The night may be dark and full of terrors, but last night it was also full of record amounts of piracy.
HBO’s fantasy saga premiere of the third season of Game of Thrones broke more torrenting records last night than the bells on Khal Drogo’s braid, the gold in the Lannister coffers, and the number of wildlings swarming into the Seven Kingdoms. Now that I’ve impressed you with my Game of Thrones knowledge, here are some actual numbers.
Hundreds of thousands of people illegally downloaded the show last night, breaking the record for the largest BitTorrent swarm in history, according to TorrentFreak.
“Never before has there been a torrent with so many people sharing a file at the same time, more than 160,000 simultaneous peers,” TorrentFreak founder and editor-in-chief “Ernesto” wrote.
Current estimates show that the episode has already been downloaded over a million times.
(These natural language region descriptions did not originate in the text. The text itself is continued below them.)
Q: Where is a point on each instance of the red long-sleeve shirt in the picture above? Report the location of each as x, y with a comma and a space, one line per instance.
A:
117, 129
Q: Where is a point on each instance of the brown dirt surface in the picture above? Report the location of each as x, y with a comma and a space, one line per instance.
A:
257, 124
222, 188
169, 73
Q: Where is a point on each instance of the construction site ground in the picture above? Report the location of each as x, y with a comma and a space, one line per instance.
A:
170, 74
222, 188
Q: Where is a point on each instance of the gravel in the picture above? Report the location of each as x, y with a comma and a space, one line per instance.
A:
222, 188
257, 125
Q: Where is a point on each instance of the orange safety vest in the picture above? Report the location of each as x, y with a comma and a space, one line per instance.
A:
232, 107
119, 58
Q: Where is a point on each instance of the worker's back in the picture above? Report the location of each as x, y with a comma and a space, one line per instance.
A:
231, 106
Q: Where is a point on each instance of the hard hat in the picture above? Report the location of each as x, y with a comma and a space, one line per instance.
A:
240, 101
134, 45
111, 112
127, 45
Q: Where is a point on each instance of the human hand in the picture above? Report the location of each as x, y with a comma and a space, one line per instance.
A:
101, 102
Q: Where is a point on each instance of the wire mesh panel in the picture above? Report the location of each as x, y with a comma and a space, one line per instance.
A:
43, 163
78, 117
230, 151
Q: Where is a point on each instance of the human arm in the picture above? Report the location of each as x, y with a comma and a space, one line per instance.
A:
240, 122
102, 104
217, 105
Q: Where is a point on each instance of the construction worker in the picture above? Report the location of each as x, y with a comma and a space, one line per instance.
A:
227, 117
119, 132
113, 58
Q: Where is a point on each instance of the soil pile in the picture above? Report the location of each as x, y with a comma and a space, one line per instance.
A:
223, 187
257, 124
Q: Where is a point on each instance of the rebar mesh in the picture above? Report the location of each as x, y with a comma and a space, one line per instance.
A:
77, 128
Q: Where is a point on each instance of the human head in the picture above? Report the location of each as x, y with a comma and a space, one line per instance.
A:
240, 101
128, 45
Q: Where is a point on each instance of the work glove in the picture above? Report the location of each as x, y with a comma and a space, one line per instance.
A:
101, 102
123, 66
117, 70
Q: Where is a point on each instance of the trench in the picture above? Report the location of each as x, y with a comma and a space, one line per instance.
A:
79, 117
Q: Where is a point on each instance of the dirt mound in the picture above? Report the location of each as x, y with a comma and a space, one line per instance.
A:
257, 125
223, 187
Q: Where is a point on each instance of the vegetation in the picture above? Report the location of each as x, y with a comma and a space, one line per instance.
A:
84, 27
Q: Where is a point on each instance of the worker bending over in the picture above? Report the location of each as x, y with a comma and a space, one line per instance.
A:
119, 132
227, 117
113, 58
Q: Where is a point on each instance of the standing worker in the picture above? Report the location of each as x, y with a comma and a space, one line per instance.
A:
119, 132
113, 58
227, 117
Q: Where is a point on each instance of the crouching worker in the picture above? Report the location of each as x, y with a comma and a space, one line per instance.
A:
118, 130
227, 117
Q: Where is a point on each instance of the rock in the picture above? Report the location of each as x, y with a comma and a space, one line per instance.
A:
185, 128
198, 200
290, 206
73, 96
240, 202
Last year, the popular fantasy HBO series was the most pirated TV show of 2012, with 4.28 million downloads for a single episode. Despite these staggering numbers, director David Petrarca is unconcerned. He said that pirated consumption only fuels the “cultural buzz” surrounding Game of Thrones and makes the show even more popular and pervasive.
Game of Thrones is certainly popular in the tech community, which has some crossover with lovers of fantasy fiction. You can’t throw a stone in SOMA without hearing whispers of “winter is coming,” and it is perfectly appropriate to refer to huskies as “direwolves.” Granted, when you mention you watch the show to people outside of this community, say to your mother during a Passover Sedar, it is not uncommon for them to be shocked and appalled that you would tune in to a show that espouses rape, violence, and explicit sexual content and make you feel shamed over your matzoh (this is purely a theoretical situation).
Certainly, the entertainment and buzz contribute to the high rates of piracy. However, the legal way to watch involves an expensive subscription to HBO, which involves an expensive subscription to cable, and those who aren’t real-world Lannisters (or even Lords), must resort to illegal methods to get their GOT fix. That said, HBO still has plenty of paying viewers. Sunday’s premiere attracted 4.4 million viewers last night, up 13 percent over last year’s premiere.
HBO has been hinting at making its content more accessible to common folk through its on-demand streaming service HBO Go. At a premiere event last month, HBO’s chief executive Richard Plepler said there was a possibility of selling standalone access to HBO Go as part of a bundled broadband subscription plan.
Until then, legions of fans will continue to illegally watch as the battle for control of the Seven Kingdoms unfolds. Resistance is as futile as stabbing a Whitewalker.